Some researchers reported that toluene causes tissue damage by increasing the oxygen radicals [26, 27]. According to another hypothesis, toluene increases membrane fluidity by altering the lipid structure of the cell membrane and then affecting the Na/K-ATPase activity . Toluene is also suggested to affect the GABAergic, glutamatergic, serotonergic, and dopaminergic pathways in high doses [10, 11]. Nevertheless, the latest studies indicated that toluene increases the apoptotic activity in the tissue [17, 28]. In this study, Bax and C3 immunoreactivity was reviewed in order to the find out the presence of apoptosis. The cytoplasm of the cells of brain cortex, hippocampal area, entorhinal cortex and substantia nigra areas, Bax and C3 immunoreactivity were determined negative (0). Conversely, in toluene-administered rabbits, the cell cytoplasm of brain cortex showed increased serious immunoreactivity against Bax (+3).
El-Nabi Kamel and Shehata reported that the brain tissue is the most affected part by toluene. They presented a significant increase in the caspase-3 activity, especially in the brain cortex . It has been shown that toluene increases the caspase-3 activity by damaging the frontal cortex and brain stem . Tas et al.  demonstrated that chronic exposure to toluene increases in Bax immunoreactivity. It has been suggested that it leads to a significant increase in the TUNEL positive cell count in the lung, brain, and testicular tissues of rats exposed to toluene [17, 31–33]. In our study, negative (0) caspase-3 immunoreactivity was observed in the cell cytoplasm in the areas of brain cortex, hippocampal area, entorhinal cortex, and substantia nigra in the control group. However, in the toluene-administered rabbits, brain cortex cell cytoplasm caspase-3 immune reactivity (+++) was significantly amplified as indicated by authors [17, 31–33].

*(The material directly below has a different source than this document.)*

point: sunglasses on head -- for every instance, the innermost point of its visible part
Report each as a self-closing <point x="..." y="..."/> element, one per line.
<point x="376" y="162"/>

As a result of this study, the main damage of toluene, which is astrocyte activation and gliosis, has been distinctly observed by making benefit of biochemical and histopathological methods. High levels of the proapoptotic proteins, Bax and caspase-3, in the brain cortex, hippocampal area, entorhinal cortex, and substantia nigra tissues of the toluene-administered rabbits showed that toluene may trigger apoptosis even in about 3 hours.
Conflicts of Interest
The authors declare that there are no conflicts of interest regarding the publication of this paper.